"The writer ... took notes on the Hertzberg piece, intending either to directly quote him or otherwise include some of his views. ... Later, in consulting these notes, the writer inadvertently failed to distinguish which parts were direct quotes and which were paraphrased ideas, resulting in the writing of phrases that included an unattributed, improper mix of the two. ... "Have you ever heard so much bullshit? This is a major-market newspaper, not some Britney Spears fanzine. Are we to believe that those writing editorials cannot distinguish their own words from the one's they're lifting? Further, when it comes to tyring to isolate the lazy moron who did the plagiarizing, the whole place hides behind the always-convenient privacy rouse:
That meant I couldn't get answers to what would be natural questions in the minds of readers: Was the employee disciplined? Were previous editorials by this writer checked for signs of plagiarism? Because the editorial page staff develops positions as a group and writes unsigned editorials, I can't check for that without knowing the writer's identity.More bullshit.

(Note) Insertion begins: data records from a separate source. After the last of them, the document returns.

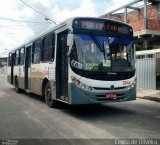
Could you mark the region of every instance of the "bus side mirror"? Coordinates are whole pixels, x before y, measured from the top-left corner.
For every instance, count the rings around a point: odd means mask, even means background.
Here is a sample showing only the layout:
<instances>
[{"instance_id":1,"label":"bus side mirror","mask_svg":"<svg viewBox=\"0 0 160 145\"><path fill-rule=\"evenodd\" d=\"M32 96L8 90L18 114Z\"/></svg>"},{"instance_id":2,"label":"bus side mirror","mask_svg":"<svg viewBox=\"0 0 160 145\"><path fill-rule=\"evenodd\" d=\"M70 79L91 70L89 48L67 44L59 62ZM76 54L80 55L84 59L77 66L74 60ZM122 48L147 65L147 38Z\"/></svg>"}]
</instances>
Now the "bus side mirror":
<instances>
[{"instance_id":1,"label":"bus side mirror","mask_svg":"<svg viewBox=\"0 0 160 145\"><path fill-rule=\"evenodd\" d=\"M70 53L71 53L72 46L73 46L73 41L74 41L74 35L73 34L68 34L68 36L67 36L67 46L69 46L69 50L68 50L67 56L69 56Z\"/></svg>"}]
</instances>

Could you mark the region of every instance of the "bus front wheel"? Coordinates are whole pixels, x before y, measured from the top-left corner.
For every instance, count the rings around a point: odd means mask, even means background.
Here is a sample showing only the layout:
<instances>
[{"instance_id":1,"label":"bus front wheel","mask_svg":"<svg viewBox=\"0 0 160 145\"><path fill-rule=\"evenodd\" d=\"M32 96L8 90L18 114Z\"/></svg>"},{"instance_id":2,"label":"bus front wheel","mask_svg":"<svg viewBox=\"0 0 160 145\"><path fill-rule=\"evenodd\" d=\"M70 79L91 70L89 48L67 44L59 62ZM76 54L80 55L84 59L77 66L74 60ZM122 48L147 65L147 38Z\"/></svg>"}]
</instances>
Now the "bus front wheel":
<instances>
[{"instance_id":1,"label":"bus front wheel","mask_svg":"<svg viewBox=\"0 0 160 145\"><path fill-rule=\"evenodd\" d=\"M50 82L48 82L45 86L45 102L50 108L57 107L56 100L52 99L52 90Z\"/></svg>"}]
</instances>

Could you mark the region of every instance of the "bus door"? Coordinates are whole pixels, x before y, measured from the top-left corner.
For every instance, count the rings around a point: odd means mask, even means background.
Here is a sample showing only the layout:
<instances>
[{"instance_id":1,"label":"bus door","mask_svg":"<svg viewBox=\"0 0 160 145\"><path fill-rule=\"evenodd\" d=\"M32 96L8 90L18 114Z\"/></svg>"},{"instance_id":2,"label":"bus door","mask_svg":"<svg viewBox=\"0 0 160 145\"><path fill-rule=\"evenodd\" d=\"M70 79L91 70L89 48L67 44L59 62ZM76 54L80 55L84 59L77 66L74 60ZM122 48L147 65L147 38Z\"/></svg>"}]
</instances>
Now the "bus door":
<instances>
[{"instance_id":1,"label":"bus door","mask_svg":"<svg viewBox=\"0 0 160 145\"><path fill-rule=\"evenodd\" d=\"M13 84L13 72L14 72L15 53L11 54L11 84Z\"/></svg>"},{"instance_id":2,"label":"bus door","mask_svg":"<svg viewBox=\"0 0 160 145\"><path fill-rule=\"evenodd\" d=\"M30 90L30 68L31 68L31 48L32 45L25 47L25 65L24 65L24 86L25 89Z\"/></svg>"},{"instance_id":3,"label":"bus door","mask_svg":"<svg viewBox=\"0 0 160 145\"><path fill-rule=\"evenodd\" d=\"M57 99L68 102L67 33L60 33L57 36L56 94Z\"/></svg>"}]
</instances>

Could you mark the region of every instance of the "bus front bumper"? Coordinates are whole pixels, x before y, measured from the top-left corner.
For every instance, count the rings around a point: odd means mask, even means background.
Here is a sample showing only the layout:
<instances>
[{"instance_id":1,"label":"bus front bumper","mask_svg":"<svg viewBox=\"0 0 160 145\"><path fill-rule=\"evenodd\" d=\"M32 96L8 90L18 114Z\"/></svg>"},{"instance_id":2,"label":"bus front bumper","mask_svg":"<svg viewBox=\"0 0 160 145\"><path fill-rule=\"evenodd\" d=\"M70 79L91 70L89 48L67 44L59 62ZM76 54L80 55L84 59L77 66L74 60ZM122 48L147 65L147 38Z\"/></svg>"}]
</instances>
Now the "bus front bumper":
<instances>
[{"instance_id":1,"label":"bus front bumper","mask_svg":"<svg viewBox=\"0 0 160 145\"><path fill-rule=\"evenodd\" d=\"M116 98L107 98L106 94L114 93ZM123 102L136 100L136 84L130 89L89 92L78 88L75 84L69 84L69 104L97 104L107 102Z\"/></svg>"}]
</instances>

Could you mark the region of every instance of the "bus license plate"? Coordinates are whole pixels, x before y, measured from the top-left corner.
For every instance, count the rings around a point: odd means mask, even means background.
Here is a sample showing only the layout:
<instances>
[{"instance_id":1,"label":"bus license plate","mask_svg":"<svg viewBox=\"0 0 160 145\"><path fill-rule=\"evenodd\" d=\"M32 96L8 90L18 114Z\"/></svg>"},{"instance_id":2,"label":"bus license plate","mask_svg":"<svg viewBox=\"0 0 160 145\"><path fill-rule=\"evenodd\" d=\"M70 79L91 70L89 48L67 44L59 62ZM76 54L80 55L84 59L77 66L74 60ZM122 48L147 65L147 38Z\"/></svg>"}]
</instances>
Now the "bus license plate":
<instances>
[{"instance_id":1,"label":"bus license plate","mask_svg":"<svg viewBox=\"0 0 160 145\"><path fill-rule=\"evenodd\" d=\"M106 94L106 98L107 99L117 99L117 94L114 94L114 93L109 93L109 94Z\"/></svg>"}]
</instances>

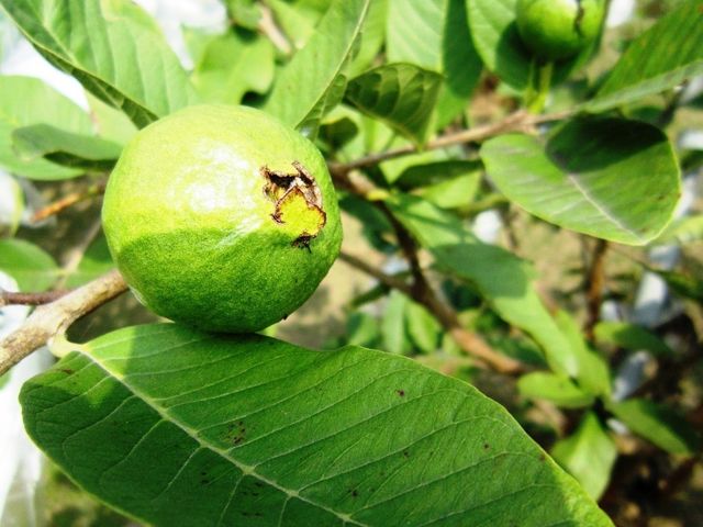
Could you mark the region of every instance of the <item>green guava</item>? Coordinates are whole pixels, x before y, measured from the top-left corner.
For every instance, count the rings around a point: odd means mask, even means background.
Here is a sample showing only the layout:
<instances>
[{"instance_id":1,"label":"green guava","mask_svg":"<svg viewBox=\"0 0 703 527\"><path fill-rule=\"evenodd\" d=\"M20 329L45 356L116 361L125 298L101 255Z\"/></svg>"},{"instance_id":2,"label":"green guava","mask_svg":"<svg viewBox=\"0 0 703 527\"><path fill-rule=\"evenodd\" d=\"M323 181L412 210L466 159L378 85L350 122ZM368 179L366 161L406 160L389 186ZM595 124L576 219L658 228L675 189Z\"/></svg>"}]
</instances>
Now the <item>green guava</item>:
<instances>
[{"instance_id":1,"label":"green guava","mask_svg":"<svg viewBox=\"0 0 703 527\"><path fill-rule=\"evenodd\" d=\"M245 106L197 105L138 132L105 190L112 257L155 313L249 333L298 309L339 253L320 152Z\"/></svg>"},{"instance_id":2,"label":"green guava","mask_svg":"<svg viewBox=\"0 0 703 527\"><path fill-rule=\"evenodd\" d=\"M605 0L517 0L517 31L543 60L562 60L598 36Z\"/></svg>"}]
</instances>

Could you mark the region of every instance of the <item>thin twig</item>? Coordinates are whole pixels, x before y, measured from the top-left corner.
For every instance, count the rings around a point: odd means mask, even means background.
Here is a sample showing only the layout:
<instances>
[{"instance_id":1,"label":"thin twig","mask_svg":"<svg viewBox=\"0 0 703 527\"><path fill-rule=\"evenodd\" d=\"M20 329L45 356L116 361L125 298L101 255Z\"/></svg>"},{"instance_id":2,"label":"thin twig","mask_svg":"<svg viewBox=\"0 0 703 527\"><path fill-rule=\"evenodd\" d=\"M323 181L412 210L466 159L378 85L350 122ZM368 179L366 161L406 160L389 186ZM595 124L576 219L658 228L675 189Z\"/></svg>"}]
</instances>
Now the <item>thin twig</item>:
<instances>
[{"instance_id":1,"label":"thin twig","mask_svg":"<svg viewBox=\"0 0 703 527\"><path fill-rule=\"evenodd\" d=\"M334 162L330 165L330 170L333 173L348 172L357 168L368 168L379 162L394 159L397 157L406 156L410 154L416 154L424 150L434 150L437 148L444 148L446 146L462 145L466 143L480 143L500 134L507 132L524 132L531 130L533 126L542 123L548 123L550 121L559 121L570 116L573 112L559 112L545 115L532 115L525 111L518 111L507 115L505 119L495 123L486 124L482 126L476 126L473 128L462 130L459 132L453 132L437 137L434 141L427 143L424 147L420 148L415 145L401 146L392 150L386 150L378 154L371 154L366 157L361 157L349 162Z\"/></svg>"},{"instance_id":2,"label":"thin twig","mask_svg":"<svg viewBox=\"0 0 703 527\"><path fill-rule=\"evenodd\" d=\"M38 306L22 327L0 341L0 375L64 333L78 318L126 289L122 274L113 270L49 304Z\"/></svg>"},{"instance_id":3,"label":"thin twig","mask_svg":"<svg viewBox=\"0 0 703 527\"><path fill-rule=\"evenodd\" d=\"M426 295L426 291L422 293L425 294L425 296L419 296L421 292L415 288L395 277L386 274L372 266L369 266L356 256L344 253L339 256L339 259L376 278L384 285L397 289L413 299L415 302L425 305L467 355L479 359L493 370L501 373L515 374L523 371L523 366L518 361L494 351L480 336L466 329L459 322L456 312L448 305L440 302L436 296Z\"/></svg>"},{"instance_id":4,"label":"thin twig","mask_svg":"<svg viewBox=\"0 0 703 527\"><path fill-rule=\"evenodd\" d=\"M400 278L393 277L391 274L386 274L380 269L377 269L373 266L368 265L361 258L358 258L348 253L342 251L339 254L339 259L345 264L348 264L349 266L360 271L364 271L368 276L373 277L382 284L388 285L391 289L397 289L398 291L400 291L401 293L404 293L408 296L412 296L412 288L404 280L401 280Z\"/></svg>"},{"instance_id":5,"label":"thin twig","mask_svg":"<svg viewBox=\"0 0 703 527\"><path fill-rule=\"evenodd\" d=\"M5 305L42 305L54 302L65 294L67 290L43 291L41 293L15 293L0 289L0 307Z\"/></svg>"},{"instance_id":6,"label":"thin twig","mask_svg":"<svg viewBox=\"0 0 703 527\"><path fill-rule=\"evenodd\" d=\"M32 222L41 222L42 220L46 220L49 216L58 214L59 212L65 211L69 206L75 205L81 201L88 200L96 195L100 195L105 191L105 181L100 181L96 184L91 184L85 190L80 190L77 192L71 192L68 195L65 195L60 200L57 200L53 203L49 203L43 209L40 209L32 215Z\"/></svg>"}]
</instances>

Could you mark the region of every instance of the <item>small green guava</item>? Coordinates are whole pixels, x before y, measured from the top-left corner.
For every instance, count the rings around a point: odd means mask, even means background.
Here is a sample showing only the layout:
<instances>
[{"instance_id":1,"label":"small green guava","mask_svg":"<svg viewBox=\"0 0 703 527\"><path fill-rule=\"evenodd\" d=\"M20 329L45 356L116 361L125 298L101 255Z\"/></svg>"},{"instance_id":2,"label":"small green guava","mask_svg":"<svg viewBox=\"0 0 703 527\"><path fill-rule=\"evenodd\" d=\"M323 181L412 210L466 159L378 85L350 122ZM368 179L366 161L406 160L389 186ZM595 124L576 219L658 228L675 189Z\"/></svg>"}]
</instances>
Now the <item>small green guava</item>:
<instances>
[{"instance_id":1,"label":"small green guava","mask_svg":"<svg viewBox=\"0 0 703 527\"><path fill-rule=\"evenodd\" d=\"M605 0L517 0L517 31L543 60L562 60L598 36Z\"/></svg>"},{"instance_id":2,"label":"small green guava","mask_svg":"<svg viewBox=\"0 0 703 527\"><path fill-rule=\"evenodd\" d=\"M110 176L102 221L137 299L212 332L284 318L342 243L320 152L246 106L190 106L138 132Z\"/></svg>"}]
</instances>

Worst of all, the whole fake apology and petty explanation offered by Parry leaves out (in an attempt to exonerate the paper) the most important element in defending plagiarism: In her supposed acknowledgment that the balls were dropped in policy, procedure and professionalism she's left unable to defend the paper's failure to observe the most basic component of working from others' work - you include at least some mention of the name of the original author. Nowhere in the Strib's editorial did they mention Hendrik Hertzberg's name.
What sad amateurs they have over there.